Abstract
Atomistic modeling of radiation damage through displacement cascades is deceptively non-trivial. Due to the high energy and stochastic nature of atomic collisions, individual primary knock-on atom (PKA) cascade simulations are computationally expensive and ill-suited for length and dose upscaling. We describe a reduced-order atomistic cascade model capable of predicting and replicating radiation events in metals across a wide range of recoil energies.
Our methodology approximates cascade and displacement damage production by modeling the cascade as a core-shell atomic structure composed of two damage production estimators, namely an athermal recombination corrected displacements per atom (arc-dpa) in the shell and a replacements per atom (rpa) representing atomic mixing in the core. These estimators are calibrated from explicit PKA simulations and a standard displacement damage model that incorporates cascade defect production efficiency and mixing effects.
We illustrate the predictability and accuracy of our reduced-order atomistic cascade method and discuss some applications to radiation damage in metals and alloys.
Bio
Chaitanya Deo, Ph.D.
Professor
Georgia Institute of Technology
Dr.

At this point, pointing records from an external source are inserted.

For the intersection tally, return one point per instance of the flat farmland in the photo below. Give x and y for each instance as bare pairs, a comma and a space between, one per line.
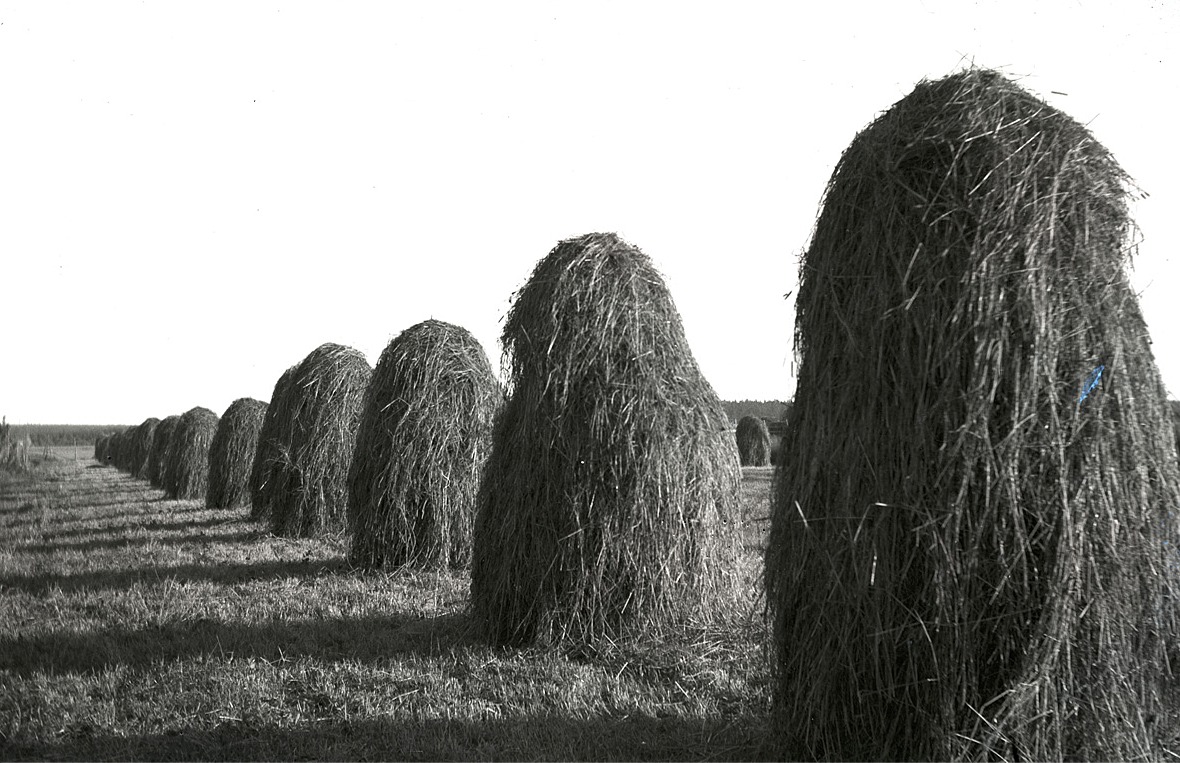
133, 626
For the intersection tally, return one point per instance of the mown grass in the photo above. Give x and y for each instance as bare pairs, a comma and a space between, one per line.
132, 626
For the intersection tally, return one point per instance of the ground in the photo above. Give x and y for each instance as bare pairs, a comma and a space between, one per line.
133, 626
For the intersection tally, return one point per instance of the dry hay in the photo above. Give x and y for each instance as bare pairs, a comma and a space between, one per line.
424, 439
122, 448
231, 454
187, 473
323, 408
968, 559
157, 458
100, 447
753, 441
141, 447
610, 499
271, 458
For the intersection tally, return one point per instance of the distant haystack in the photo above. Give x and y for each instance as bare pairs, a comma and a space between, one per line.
271, 459
187, 475
322, 410
231, 454
424, 438
100, 448
753, 441
157, 458
609, 505
120, 448
141, 447
972, 540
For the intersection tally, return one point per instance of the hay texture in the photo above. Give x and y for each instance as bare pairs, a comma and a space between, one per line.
323, 409
141, 447
271, 458
231, 454
161, 442
424, 439
753, 441
968, 551
187, 473
120, 448
610, 497
100, 447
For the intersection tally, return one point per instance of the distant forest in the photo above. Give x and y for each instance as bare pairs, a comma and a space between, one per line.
769, 409
47, 434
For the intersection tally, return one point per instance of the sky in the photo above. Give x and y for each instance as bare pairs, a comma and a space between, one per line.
194, 196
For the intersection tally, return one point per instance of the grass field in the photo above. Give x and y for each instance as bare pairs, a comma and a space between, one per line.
133, 626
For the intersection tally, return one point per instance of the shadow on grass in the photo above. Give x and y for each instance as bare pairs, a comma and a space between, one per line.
224, 573
148, 521
366, 639
523, 737
141, 540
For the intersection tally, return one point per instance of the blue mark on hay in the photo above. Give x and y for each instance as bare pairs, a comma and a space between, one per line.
1092, 381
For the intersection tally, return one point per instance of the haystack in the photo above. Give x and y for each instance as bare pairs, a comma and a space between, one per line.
968, 550
610, 497
753, 441
323, 410
187, 474
231, 454
424, 439
141, 447
100, 447
122, 448
157, 458
271, 456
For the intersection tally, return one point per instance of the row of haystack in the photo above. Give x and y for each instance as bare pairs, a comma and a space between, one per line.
972, 539
597, 501
172, 454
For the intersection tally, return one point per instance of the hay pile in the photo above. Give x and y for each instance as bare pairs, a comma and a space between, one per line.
187, 473
125, 449
424, 439
271, 458
967, 560
100, 447
141, 447
231, 453
610, 499
753, 441
322, 409
157, 458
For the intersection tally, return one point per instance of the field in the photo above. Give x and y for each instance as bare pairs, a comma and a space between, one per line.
133, 626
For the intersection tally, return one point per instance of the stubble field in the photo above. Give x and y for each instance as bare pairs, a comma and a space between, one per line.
133, 626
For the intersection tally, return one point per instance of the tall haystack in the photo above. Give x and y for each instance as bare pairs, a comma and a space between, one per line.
753, 441
424, 439
100, 447
187, 474
323, 409
157, 458
231, 454
141, 447
123, 449
609, 504
968, 550
271, 458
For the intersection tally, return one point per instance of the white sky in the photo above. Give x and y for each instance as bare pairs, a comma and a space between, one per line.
196, 195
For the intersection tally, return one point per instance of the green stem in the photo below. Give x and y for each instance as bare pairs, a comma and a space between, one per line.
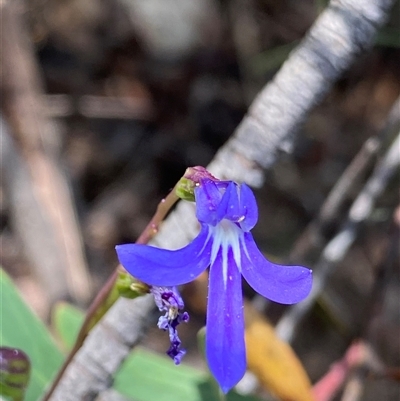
106, 296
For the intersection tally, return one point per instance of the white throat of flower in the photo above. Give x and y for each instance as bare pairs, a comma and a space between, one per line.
226, 235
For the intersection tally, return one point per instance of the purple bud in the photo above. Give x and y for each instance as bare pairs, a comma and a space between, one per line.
169, 300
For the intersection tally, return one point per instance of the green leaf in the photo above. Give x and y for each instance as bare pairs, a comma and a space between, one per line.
146, 376
20, 328
66, 320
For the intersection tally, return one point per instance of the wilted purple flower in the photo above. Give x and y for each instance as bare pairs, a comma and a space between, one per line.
169, 300
227, 212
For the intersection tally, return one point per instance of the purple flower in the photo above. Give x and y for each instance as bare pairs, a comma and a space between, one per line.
227, 212
169, 300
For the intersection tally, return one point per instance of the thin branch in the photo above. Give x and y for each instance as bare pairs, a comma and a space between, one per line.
106, 296
342, 31
337, 248
56, 251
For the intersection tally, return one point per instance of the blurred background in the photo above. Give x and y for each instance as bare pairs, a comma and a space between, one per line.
105, 103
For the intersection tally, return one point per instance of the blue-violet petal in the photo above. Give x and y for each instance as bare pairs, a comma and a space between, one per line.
225, 347
162, 267
279, 283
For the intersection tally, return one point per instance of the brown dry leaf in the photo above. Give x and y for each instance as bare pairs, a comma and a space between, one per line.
273, 361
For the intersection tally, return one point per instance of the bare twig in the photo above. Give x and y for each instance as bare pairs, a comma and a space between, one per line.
343, 30
312, 236
57, 251
337, 248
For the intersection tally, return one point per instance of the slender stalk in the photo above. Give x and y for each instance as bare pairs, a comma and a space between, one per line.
106, 296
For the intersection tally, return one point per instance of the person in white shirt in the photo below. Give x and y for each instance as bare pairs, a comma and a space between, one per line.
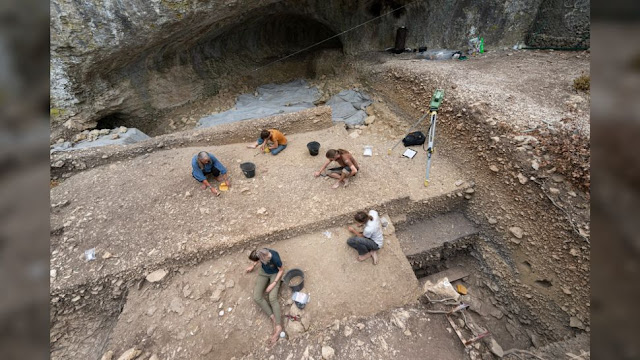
370, 240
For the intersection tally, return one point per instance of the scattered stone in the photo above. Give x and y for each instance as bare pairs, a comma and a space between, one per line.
496, 349
157, 275
217, 294
535, 165
176, 306
574, 322
130, 354
370, 119
522, 179
348, 331
327, 352
399, 318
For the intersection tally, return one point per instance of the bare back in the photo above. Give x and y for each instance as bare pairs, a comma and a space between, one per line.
346, 159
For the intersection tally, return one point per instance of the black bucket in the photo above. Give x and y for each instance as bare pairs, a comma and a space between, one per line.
248, 169
313, 147
298, 279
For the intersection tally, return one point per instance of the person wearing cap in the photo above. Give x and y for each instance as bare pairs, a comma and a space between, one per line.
205, 163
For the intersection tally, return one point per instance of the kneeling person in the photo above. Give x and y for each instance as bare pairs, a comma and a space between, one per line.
370, 240
272, 139
205, 163
348, 166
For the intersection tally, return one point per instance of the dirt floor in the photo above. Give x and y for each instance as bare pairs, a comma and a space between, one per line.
123, 208
528, 266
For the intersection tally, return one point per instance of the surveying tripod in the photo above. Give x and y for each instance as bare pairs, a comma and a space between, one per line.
436, 101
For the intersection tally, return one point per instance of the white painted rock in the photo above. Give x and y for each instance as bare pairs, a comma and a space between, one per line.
327, 352
157, 275
130, 354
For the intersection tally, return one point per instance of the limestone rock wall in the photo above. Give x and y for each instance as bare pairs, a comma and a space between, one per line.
136, 58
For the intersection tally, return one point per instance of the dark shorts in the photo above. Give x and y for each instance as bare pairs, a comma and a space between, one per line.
340, 169
362, 245
214, 171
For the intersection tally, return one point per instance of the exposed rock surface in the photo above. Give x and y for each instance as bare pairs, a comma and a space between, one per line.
126, 61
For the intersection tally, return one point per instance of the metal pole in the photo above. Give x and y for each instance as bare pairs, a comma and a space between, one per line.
432, 134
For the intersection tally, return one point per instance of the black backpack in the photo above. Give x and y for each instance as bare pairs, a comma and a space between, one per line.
414, 138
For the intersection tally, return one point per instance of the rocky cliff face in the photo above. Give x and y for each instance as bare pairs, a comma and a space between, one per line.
128, 60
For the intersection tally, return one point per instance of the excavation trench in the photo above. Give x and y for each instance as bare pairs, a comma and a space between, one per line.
513, 291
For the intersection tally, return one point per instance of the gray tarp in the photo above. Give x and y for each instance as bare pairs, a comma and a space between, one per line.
273, 99
131, 136
348, 106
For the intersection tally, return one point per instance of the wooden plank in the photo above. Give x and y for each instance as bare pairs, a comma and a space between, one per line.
453, 274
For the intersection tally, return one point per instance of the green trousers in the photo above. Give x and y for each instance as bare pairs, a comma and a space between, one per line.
272, 306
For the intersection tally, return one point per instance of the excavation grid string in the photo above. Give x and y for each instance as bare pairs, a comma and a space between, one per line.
334, 36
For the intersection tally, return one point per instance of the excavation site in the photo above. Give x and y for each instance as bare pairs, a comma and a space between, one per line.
407, 179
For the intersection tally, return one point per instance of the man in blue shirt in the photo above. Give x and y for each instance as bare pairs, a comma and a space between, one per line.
203, 164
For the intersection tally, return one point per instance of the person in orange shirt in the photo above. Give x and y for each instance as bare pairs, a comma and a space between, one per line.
272, 139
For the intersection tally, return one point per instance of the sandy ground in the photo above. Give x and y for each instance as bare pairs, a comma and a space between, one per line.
138, 210
179, 318
525, 88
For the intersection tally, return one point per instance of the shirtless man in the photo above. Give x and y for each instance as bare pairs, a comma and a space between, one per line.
348, 167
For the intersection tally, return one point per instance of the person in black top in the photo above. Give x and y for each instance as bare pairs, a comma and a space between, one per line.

Chaitanya Deo is the Southern Nuclear Professor of Nuclear and Radiological Engineering in the George W. Woodruff School of Mechanical Engineering. His research interests include computational modeling, materials behavior under extreme environments and structure- processing relationships in metals and ceramics. Dr. Deo has developed atomistic and microstructural models of the structure-property- processing relationships in actinide metals and alloys (U, Pu alloys) for nuclear fuel and forensics applications and studied radiation effects in materials. He earned PhD from the University of Michigan in Materials Science and Engineering and Scientific Computing.